Gleich mehrere der Gäste hatten Jürgen von Manger noch persönlich kennengelernt. Auch der Moderator Helmut Sanftenschneider, in den 80er Jahren noch Postbote. Er belieferte u.a den Haushalt von Mangers, wo es zu Weihnachten zehn Mark Trinkgeld gab.

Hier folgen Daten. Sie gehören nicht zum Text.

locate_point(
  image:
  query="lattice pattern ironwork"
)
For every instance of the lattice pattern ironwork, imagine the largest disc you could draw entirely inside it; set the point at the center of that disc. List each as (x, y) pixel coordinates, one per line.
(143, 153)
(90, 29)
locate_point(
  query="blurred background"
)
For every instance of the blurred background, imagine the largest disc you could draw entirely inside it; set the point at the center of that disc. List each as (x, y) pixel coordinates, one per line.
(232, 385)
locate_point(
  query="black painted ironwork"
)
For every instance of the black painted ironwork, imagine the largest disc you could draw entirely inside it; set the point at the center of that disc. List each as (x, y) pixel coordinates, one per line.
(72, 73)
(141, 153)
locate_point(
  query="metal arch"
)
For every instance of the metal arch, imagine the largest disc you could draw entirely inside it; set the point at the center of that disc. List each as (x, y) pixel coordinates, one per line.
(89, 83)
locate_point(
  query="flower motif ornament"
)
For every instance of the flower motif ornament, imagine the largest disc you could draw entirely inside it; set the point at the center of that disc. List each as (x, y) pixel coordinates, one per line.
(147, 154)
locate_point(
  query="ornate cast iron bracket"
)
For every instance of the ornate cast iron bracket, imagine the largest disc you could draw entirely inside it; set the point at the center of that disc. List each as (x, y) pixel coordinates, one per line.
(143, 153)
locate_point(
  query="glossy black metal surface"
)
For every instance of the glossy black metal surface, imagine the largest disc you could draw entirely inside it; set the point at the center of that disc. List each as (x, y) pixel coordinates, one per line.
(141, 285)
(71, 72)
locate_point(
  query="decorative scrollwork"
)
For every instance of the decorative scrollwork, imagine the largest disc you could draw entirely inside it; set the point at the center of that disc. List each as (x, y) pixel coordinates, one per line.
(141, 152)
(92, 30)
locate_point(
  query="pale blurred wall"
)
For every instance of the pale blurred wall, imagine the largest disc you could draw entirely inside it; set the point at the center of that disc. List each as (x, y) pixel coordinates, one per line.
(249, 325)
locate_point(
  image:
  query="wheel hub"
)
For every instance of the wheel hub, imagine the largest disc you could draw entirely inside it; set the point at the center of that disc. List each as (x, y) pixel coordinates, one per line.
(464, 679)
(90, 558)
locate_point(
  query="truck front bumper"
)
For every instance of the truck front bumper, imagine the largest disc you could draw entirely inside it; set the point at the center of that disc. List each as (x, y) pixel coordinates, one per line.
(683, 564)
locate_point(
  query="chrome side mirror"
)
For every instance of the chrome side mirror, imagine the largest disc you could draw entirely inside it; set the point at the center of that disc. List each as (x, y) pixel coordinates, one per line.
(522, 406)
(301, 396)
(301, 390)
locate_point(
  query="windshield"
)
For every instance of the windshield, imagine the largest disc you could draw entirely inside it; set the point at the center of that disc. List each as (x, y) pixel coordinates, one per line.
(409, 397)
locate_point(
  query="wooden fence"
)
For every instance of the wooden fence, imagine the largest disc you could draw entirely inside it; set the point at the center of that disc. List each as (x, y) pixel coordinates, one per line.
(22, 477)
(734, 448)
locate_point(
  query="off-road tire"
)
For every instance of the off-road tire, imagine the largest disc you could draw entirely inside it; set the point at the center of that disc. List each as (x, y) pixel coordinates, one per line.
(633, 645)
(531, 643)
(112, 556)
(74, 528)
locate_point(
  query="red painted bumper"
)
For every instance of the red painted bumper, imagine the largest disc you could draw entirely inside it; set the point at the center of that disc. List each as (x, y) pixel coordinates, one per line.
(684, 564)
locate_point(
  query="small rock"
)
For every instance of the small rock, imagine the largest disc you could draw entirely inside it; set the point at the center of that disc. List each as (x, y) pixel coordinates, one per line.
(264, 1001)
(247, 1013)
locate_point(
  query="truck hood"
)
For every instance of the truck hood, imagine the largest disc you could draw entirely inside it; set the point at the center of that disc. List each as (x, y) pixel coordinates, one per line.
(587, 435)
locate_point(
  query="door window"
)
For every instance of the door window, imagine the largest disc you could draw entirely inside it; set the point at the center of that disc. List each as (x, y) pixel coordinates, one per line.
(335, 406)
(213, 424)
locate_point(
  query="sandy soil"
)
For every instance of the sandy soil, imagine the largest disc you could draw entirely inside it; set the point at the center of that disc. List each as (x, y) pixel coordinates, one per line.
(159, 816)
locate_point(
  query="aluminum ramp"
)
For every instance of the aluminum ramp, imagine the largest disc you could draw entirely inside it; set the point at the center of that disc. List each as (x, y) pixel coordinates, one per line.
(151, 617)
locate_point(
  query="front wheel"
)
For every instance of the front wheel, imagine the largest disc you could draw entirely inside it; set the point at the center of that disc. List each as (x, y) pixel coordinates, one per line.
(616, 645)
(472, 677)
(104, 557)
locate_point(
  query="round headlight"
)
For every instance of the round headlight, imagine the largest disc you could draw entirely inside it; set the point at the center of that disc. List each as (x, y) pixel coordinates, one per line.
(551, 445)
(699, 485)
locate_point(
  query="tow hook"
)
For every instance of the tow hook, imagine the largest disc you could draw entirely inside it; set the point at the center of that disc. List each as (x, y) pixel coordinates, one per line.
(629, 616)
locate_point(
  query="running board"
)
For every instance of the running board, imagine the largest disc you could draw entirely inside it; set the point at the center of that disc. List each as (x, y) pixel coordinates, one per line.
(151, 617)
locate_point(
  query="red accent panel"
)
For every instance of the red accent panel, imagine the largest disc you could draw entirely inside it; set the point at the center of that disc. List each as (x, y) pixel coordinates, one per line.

Winfried Schmickler erinnert sich an seine Jugend in Leverkusen: „In den 60er Jahren war es ein Klassensport, den Tegtmeier nachzumachen.“ Ende der 80er besuchte von Manger einen Auftritt des „Dreigestirns“, dem Schmickler angehörte: „Was waren wir aufgeregt!“ Trotz seines Schlaganfalls habe der Komödiant eine „positive Kraft und Lebensfreude“ ausgestrahlt. „Sein Autogramm hängt heute noch über meinem Schreibtisch - als einziges“.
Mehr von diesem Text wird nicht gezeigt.